We are pleased to announce that we submitted today the application to the Ministry of Health, Labour and Welfare (MHLW) to expand the approved use of Borofalan (10B) (development code: SPM-011; hereinafter “the Product”), a drug used in BNCT (Boron Neutron Capture Therapy) to treat recurrent meningioma.
The application is based on the positive results from a physician initiated*1 Phase II randomized controlled trial*2 conducted at Osaka Medical and Pharmaceutical University.
In this study, the primary endpoint – progression free survival (PFS)*3 as assessed by an independent review committee – was 14.4 months (95% CI: 7.9–26.4) in the BNCT treatment arm, compared with 1.4 months (95% CI: 1.0–9.0) in the control arm receiving the best physician selected available treatment. This difference was statistically significant (p = 0.0157, log rank test).
Regarding the secondary endpoint of objective response rate (ORR; complete response (CR) + partial response (PR)), a response rate of 27.3% was observed in the BNCT treatment arm, whereas no responses were observed in the control arm. Furthermore, overall survival data demonstrated favorable outcomes in the BNCT arm, with a 1‑year survival rate of 100% and a 2‑year survival rate of 90.9%, supporting the efficacy and safety of the Product.
The meninges are thin layers of tissue that protect the brain and spinal cord, and meningioma is a type of brain tumor that arises from one of these inner layers. While meningiomas are often benign (WHO Grade 1), high grade meningiomas (WHO Grades 2 and 3) can infiltrate deeply into the brain, cerebral vasculature, and skull, and are prone to repeated recurrence. In some cases, metastasis to other organs such as the lungs may also occur.

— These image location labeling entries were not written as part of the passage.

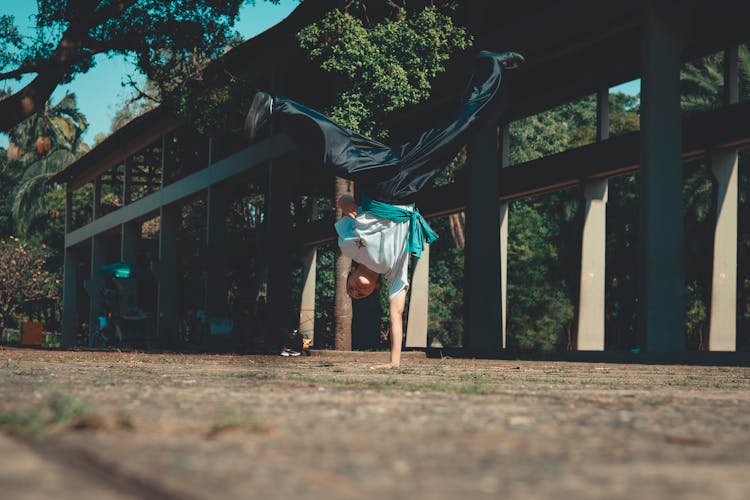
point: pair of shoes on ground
(509, 60)
(289, 352)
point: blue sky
(99, 91)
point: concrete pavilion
(573, 49)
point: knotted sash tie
(419, 230)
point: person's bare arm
(348, 206)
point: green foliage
(170, 42)
(23, 277)
(385, 65)
(701, 83)
(539, 306)
(381, 65)
(47, 142)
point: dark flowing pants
(393, 175)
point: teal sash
(419, 230)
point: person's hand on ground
(348, 206)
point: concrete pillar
(70, 281)
(592, 283)
(279, 254)
(661, 252)
(166, 275)
(483, 321)
(504, 211)
(216, 253)
(127, 183)
(590, 335)
(307, 305)
(731, 76)
(416, 330)
(723, 325)
(95, 284)
(130, 233)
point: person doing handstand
(381, 232)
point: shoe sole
(252, 121)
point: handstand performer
(380, 234)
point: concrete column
(130, 233)
(279, 253)
(483, 321)
(127, 183)
(307, 305)
(70, 298)
(416, 331)
(216, 254)
(590, 335)
(70, 280)
(96, 203)
(592, 283)
(723, 325)
(661, 253)
(166, 275)
(95, 283)
(504, 211)
(731, 76)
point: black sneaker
(258, 114)
(509, 60)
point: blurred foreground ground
(101, 425)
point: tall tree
(170, 41)
(384, 65)
(45, 142)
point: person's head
(361, 282)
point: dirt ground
(103, 425)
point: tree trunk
(342, 312)
(457, 223)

For recurrent disease, surgical resection and external‑beam X‑ray radiotherapy are typically employed; however, their therapeutic effectiveness is limited. In Japan, no pharmaceutical products are currently approved for the treatment of meningioma, and no effective standard therapy has been established.
According to estimates based on the Ministry of Health, Labour and Welfare’s “Regional Cancer Registry” (2005–2008) and the “Japan Brain Tumor Registry,” the annual incidence of cancers of the brain and central nervous system is approximately 5,000 cases, of which meningiomas account for about 23.8%. This corresponds to an estimated 1,200 new cases of meningioma per year. The “National Cancer Registry” (2021) similarly reports 5,741 cases of brain and central nervous system cancers, supporting the validity of these estimates. Furthermore, based on the Ministry’s “Patient Survey 2023,” the total number of patients living with meningioma (prevalence) in Japan is estimated to be fewer than 23,500.
In this context, the Product received Orphan Drug designation from the MHLW in September 2024 for the treatment of recurrent meningioma, a condition affecting fewer than 50,000 patients in Japan. This designation, which aims to promote the research and development of therapies for rare diseases, granted various incentives, including eligibility for government research funding support. Furthermore, in February 2026, the Company received an assessment report from the Pharmaceuticals and Medical Devices Agency (PMDA) indicating that the Product qualifies as a priority review item under the Orphan Drug framework. Based on this determination, the Product is expected to undergo a shortened review period compared with a standard application.
*1 Investigator-initiated trial
An investigator-initiated trial is a clinical trial conducted by a physician who plans and designs the clinical trial for the purpose of obtaining approval for the manufacture and sale of a drug, submits a clinical trial plan notification, and then conducts the trial. The obtained clinical data is passed on to the pharmaceutical company that provided the investigational drug and used in the drug’s regulatory approval application. This trial was conducted with support from the Japan Agency for Medical Research and Development (AMED), a national research and development agency.
*2 Randomized controlled trial
In a randomized controlled trial, the participants are divided at random into at least two groups. One group is treated with the conventional treatment, and the other group is treated with the new therapy, and the effects of the treatments are verified by observing and comparing the health conditions of the subjects after the treatment.
*3 Progression-free survival
Progression-free survival is one indicator to measure the effectiveness of cancer treatment. It shows the period after treatment until progression or recurrence of cancer, or the time until the death of the patient.